In June of 1849, Mool Raj was accused of homicide, abetment of crime and inciting violence and was sentenced to death. Governor General Dalhousie was appealed for mercy and he changed the punishment to that of exile. However, before the commencement of the sentence, this last ruler of Multan died in Banaras in the August of 1850.

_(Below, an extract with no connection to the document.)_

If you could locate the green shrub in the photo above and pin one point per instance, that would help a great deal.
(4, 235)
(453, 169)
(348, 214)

After the victory, the British found the remains of the two officers, whose murder had caused thousands of deaths and had raised the gallows where many innocents were sentenced. Their remains were buried in Qila Kuhna, where a monument was constructed in 1864. Taking the form of a dagger drawn into the earth, the lower part of this obelisk mentions all those who were heroes on one side of history and oppressors on the other. This, probably is what tells the East apart from the West.